Major proteinase movement upon stable serpin-proteinase complex formation.

To determine whether formation of the stable complex between a serpin and a target proteinase involves a major translocation of the proteinase from its initial position in the noncovalent Michaelis complex, we have used fluorescence resonance energy transfer to measure the separation between fluorescein attached to a single cysteine on the serpin and tetramethylrhodamine conjugated to the proteinase. The interfluorophore separation was determined for the noncovalent Michaelis-like complex formed between alpha 1-proteinase inhibitor (Pittsburgh variant) and anhydrotrypsin and for the stable complex between the same serpin and trypsin. A difference in separation between the two fluorophores of approximately 21 A was found for the two types of complex. This demonstrates a major movement of the proteinase in going from the initial noncovalent encounter complex to the kinetically stable complex. The change in interfluorophore separation is most readily understood in terms of movement of the proteinase from the reactive center end of the serpin toward the distal end, as the covalently attached reactive center loop inserts into beta-sheet A of the serpin.

Recombinant human pigment epithelium-derived factor (PEDF): characterization of PEDF overexpressed and secreted by eukaryotic cells.
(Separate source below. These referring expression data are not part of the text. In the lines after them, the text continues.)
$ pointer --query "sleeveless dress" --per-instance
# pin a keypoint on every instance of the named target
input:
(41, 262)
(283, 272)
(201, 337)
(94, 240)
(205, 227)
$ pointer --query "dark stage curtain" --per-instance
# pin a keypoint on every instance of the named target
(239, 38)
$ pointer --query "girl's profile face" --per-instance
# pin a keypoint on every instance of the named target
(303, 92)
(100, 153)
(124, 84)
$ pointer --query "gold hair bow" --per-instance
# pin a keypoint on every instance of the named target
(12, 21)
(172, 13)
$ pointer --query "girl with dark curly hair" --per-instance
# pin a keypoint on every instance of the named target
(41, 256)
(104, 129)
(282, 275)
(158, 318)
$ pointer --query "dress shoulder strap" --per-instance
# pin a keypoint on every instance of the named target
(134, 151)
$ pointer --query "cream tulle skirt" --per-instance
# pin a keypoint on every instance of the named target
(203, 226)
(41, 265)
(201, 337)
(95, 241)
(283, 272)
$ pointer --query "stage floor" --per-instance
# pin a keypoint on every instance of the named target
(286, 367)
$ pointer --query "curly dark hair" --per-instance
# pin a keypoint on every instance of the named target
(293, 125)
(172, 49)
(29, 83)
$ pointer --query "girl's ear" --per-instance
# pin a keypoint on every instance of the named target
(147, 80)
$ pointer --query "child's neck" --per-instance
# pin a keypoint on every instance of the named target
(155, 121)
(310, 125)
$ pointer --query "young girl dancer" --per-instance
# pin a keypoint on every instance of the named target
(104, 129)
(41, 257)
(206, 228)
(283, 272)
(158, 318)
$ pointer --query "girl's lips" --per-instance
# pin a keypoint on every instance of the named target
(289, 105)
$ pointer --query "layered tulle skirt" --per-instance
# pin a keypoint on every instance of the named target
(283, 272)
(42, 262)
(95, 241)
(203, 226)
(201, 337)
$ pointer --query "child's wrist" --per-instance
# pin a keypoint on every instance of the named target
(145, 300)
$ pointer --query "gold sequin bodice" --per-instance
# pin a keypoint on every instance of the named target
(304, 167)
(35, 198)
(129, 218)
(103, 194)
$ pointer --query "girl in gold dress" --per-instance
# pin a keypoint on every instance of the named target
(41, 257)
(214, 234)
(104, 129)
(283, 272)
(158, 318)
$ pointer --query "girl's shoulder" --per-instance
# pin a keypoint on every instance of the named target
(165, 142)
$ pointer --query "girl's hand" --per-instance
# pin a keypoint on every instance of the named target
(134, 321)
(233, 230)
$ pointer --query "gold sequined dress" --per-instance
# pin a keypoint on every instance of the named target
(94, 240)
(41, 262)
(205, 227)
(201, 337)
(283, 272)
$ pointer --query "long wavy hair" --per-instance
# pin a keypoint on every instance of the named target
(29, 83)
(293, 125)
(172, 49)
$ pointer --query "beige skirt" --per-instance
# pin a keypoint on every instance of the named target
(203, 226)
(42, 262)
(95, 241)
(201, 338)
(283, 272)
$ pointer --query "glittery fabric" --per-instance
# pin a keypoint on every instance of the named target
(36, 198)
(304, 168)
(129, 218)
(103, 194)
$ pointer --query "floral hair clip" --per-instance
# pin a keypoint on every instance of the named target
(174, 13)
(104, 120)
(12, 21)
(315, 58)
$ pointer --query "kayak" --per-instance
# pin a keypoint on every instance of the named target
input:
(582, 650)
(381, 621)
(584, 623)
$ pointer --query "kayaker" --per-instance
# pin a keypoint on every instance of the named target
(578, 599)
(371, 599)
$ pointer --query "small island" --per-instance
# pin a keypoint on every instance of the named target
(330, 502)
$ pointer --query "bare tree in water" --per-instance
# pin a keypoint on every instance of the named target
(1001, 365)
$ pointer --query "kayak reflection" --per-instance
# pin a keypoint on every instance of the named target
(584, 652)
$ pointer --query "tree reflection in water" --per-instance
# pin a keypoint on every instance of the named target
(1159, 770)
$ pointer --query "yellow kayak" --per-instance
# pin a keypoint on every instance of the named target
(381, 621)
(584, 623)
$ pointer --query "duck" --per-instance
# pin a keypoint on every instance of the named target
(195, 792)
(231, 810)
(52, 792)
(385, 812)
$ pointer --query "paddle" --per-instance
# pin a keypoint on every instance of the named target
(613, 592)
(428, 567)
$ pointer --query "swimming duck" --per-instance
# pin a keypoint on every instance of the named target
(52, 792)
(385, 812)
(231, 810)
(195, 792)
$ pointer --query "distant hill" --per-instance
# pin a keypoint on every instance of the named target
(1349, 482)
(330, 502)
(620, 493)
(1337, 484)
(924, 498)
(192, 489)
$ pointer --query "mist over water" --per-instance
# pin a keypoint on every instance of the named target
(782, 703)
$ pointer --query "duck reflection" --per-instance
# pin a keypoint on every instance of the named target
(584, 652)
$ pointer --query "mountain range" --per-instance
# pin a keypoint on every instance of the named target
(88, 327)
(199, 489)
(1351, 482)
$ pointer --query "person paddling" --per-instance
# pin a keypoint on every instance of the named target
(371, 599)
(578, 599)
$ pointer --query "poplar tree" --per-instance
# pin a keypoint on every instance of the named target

Pigment epithelium-derived factor (PEDF) is a serpin found in the interphotoreceptor matrix of the eye, which, although not a proteinase inhibitor, possesses a number of important biological properties, including promotion of neurite outgrowth and differential expression in quiescent versus senescent states of certain cell types. The low amounts present in the eye, together with the impracticality of using the eye as a source for isolation of the human protein, make it important to establish a system for overexpression of the recombinant protein for biochemical and biological studies. We describe here the expression and secretion of full-length glycosylated human recombinant PEDF at high levels (> 20 micrograms/ mL) into the growth medium of baby hamster kidney cells and characterization of the purified rPEDF by circular dichroism and fluorescence spectroscopies and neurite outgrowth assay. By these assays, the recombinant protein behaves as expected for a correctly folded full-length human PEDF. The availability of milligram amounts of PEDF has permitted quantitation of its heparin binding properties and of the effect of reactive center cleavage on the stability of PEDF towards thermal and guanidine hydrochloride denaturation.